First of all, each DataPen is associated with an app with an individual code that the patient enters before first-use. After this code has been successfully entered, the DataPen is linked to the patient’s user account, meaning he can access his treatment information on any mobile device provided it is connected to the internet. In consequence, the data is not stored directly on the smartphone but on a database that the user account has access to. The database is a certified tier III with very high security, optimal availability and performance.

“The connected device also improves the patient-prescriber relationship…”

Secondly, the data is encrypted at the beginning of the data transfer process. Biocorp has patented an encryption system that adds more security to the Bluetooth 4.0 communication process.

Finally, the data is fully anonymised. Even though the data is encrypted and kept secure, this last layer of protection ensures that the patient data is kept confidential. User personal information and health data are two separate flows of information, kept into two different networks. Only the patient concerned can choose to de-anonymise his personal data, a process which requires two separate authorised administrators.

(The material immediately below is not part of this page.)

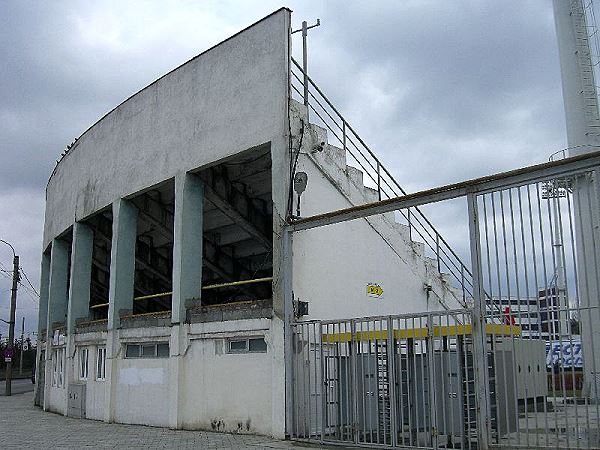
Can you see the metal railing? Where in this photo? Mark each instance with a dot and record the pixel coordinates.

Most companies in the mHealth industry do not develop this complex infrastructure to support their software products. However, such systems are necessary today to implement mobile integrated treatments and provide comprehensive solutions. The structure developed by Biocorp grants optimal data security and has the capacity to process several billions of transaction.

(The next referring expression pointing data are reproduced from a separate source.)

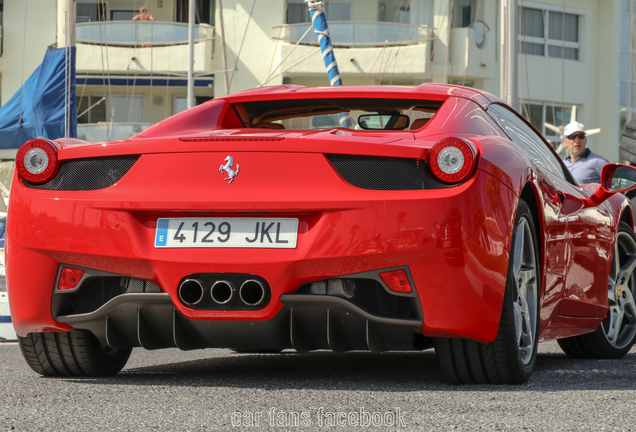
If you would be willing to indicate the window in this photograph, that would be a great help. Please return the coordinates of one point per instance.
(298, 11)
(181, 102)
(464, 12)
(396, 10)
(90, 11)
(522, 135)
(538, 114)
(549, 33)
(96, 113)
(123, 15)
(204, 12)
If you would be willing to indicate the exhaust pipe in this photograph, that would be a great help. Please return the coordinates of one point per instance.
(252, 292)
(191, 292)
(222, 292)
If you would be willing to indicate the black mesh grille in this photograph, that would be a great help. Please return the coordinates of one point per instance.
(87, 174)
(383, 173)
(368, 294)
(97, 291)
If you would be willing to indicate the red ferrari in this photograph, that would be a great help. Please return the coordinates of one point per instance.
(341, 218)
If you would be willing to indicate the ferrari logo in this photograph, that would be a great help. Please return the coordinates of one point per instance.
(228, 169)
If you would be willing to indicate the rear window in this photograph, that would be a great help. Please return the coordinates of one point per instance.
(385, 114)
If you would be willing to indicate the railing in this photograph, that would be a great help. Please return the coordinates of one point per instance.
(144, 33)
(359, 34)
(102, 132)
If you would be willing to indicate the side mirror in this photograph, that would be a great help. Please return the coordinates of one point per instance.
(614, 178)
(384, 121)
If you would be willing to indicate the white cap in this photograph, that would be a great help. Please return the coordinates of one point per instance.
(573, 128)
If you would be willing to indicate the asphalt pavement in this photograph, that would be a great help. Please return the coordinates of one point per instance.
(218, 390)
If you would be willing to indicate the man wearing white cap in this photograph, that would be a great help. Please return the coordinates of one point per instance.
(584, 165)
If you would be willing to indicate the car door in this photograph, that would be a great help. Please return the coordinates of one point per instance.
(575, 263)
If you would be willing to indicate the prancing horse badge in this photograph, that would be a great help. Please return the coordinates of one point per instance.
(228, 169)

Figure 4: Data anonymisation: one of the security layers developed by Biocorp to protect patient data.

DEVELOPMENT STATUS

The DataPen was presented for the first time at Pharmapack Europe 2015 in Paris, France in February, and was awarded in the “Exhibitor Innovation” category. The device has not yet been approved by the regulatory authorities. Discussions with pharmaceutical companies for various therapeutic areas are ongoing. Biocorp continues to strengthen its position as the pioneer in connected drug delivery and will announce new products over the next few months.

REFERENCES

  1. Beeuwkes Buntin M, Burke MF, Hoaglin MC, Blumenthal D, “The Benefits of Health Information Technology : A Review Of The Recent Literature Shows Predominantly Positive Results”. Health Affairs, 2011, Vol 30(3), pp 464-471.
  2. Goh G, Tan NC, Malhotra R, Padmanabhan U, Barbier S, Carson Allen Jr J, Østbye T, “Short-Term Trajectories of Use of a Caloric- Monitoring Mobile Phone App Among Patients With Type 2 Diabetes Mellitus in a Primary Care Setting”. J Med Internet Res, 2015, Vol 17(2), e33.
  3. Koçkaya G, Wertheimer AI, “An estimation of the effect of 100% Compliance with Diabetes Treatment: Can we reduce cost of illness with higher compliance rates?” Innovations in Pharmacy, 2011, Vol 2(2), Article 45.
  4. Wild H, “The economic rationale for adherence in the treatment of diabetes mellitus”. Am J Managed Care, 2012, Vol 18(3), pp S43-S48.
  5. Lizán L, Comellas M, Paz S, Poveda JL, Meletiche DM, Polanco C, “Treatment adherence and other patient-reported outcomes as cost determinants in multiple sclerosis: a review of the literature”. Patient Preference & Adherence, 2014, Vol 2014(8), pp 1653-1664.
  6. Luga AO, McGuire MJ, “Adherence and healthcare costs”. Risk Manag Healthc Policy, 2014, Vol 7, pp 35-44.
  7. Jin J, Sklar GE, Min Sen Oh V, Li SC, “Factors affecting therapeutic compliance : a review from the patient’s perspective”. Ther Clin Risk Manag, 2008, Vol 4(1), pp 269-286.